# Exercise 3.02: Applying Label Encoding to Transform Categorical Variables into Numerical Variables

In this exercise, we will use one of the preprocessing techniques we just learned, label encoding, to transform all categorical variables into numerical ones. This step is necessary before training any machine learning model.

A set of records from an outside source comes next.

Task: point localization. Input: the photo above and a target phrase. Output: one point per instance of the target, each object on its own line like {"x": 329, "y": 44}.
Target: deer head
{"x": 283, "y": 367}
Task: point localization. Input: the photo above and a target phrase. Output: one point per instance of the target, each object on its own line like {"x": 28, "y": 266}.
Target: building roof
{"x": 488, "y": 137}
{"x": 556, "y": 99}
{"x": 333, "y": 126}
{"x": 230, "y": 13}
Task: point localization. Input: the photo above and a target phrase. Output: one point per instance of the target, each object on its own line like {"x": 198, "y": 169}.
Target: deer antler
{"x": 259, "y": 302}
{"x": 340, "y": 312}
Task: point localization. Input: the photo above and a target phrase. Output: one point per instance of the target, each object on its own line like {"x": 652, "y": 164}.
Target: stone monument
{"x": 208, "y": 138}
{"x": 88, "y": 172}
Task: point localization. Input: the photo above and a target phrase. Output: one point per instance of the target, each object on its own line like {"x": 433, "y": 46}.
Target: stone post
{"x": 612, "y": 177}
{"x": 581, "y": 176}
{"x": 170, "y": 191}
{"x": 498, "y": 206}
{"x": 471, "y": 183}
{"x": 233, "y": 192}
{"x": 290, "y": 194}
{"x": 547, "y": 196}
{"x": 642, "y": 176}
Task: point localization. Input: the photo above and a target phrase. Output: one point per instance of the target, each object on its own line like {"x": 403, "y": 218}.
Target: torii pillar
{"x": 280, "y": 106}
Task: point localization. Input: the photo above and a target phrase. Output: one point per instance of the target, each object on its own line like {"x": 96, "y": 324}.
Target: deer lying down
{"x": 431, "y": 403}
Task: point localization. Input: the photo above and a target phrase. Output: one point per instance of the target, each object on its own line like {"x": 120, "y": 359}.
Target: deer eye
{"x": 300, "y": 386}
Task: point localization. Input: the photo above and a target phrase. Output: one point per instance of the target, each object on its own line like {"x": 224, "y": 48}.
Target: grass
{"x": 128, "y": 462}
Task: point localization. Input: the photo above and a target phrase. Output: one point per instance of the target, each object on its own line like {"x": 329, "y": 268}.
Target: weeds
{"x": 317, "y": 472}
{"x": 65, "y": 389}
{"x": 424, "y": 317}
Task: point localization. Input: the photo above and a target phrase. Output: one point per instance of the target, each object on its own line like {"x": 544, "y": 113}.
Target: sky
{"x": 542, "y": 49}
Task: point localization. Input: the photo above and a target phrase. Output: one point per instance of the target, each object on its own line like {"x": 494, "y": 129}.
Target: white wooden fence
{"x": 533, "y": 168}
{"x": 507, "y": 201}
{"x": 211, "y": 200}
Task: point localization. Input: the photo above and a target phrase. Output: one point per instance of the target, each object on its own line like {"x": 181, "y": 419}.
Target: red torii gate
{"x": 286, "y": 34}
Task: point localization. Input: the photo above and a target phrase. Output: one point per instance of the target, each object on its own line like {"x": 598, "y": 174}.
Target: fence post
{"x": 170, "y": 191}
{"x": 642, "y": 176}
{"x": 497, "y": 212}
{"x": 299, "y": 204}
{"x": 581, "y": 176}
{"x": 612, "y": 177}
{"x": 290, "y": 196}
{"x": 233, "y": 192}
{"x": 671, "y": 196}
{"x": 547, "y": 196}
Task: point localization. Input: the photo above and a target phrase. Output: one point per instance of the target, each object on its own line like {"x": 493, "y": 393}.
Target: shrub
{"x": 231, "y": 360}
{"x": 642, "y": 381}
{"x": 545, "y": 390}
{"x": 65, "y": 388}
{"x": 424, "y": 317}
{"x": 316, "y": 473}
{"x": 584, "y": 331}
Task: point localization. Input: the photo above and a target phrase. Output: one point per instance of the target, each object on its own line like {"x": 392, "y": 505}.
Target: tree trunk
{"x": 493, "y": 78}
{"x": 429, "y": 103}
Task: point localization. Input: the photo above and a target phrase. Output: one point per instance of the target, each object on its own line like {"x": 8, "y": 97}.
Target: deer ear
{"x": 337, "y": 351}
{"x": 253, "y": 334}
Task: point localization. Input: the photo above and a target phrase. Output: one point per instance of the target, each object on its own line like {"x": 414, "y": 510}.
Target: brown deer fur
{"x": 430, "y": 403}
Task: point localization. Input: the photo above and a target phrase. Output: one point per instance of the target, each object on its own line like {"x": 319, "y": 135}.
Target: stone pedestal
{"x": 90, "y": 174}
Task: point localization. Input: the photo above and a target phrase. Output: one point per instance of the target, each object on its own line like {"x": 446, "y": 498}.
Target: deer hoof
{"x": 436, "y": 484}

The following steps will help you complete this exercise:

1.- Import the `pandas` package as `pd`. Also  import `preprocessing` from `scikit-learn`.

In [1]:
import pandas as pd
from sklearn import preprocessing

2.- Create a new variable called `file_url`, which will contain the URL to the raw dataset. Use the `data/german_credit.csv` file.

In [2]:
file_url = "https://raw.githubusercontent.com/applied-data-mining-master/syllabus_intelligencesystems/main/data/german_credit.csv"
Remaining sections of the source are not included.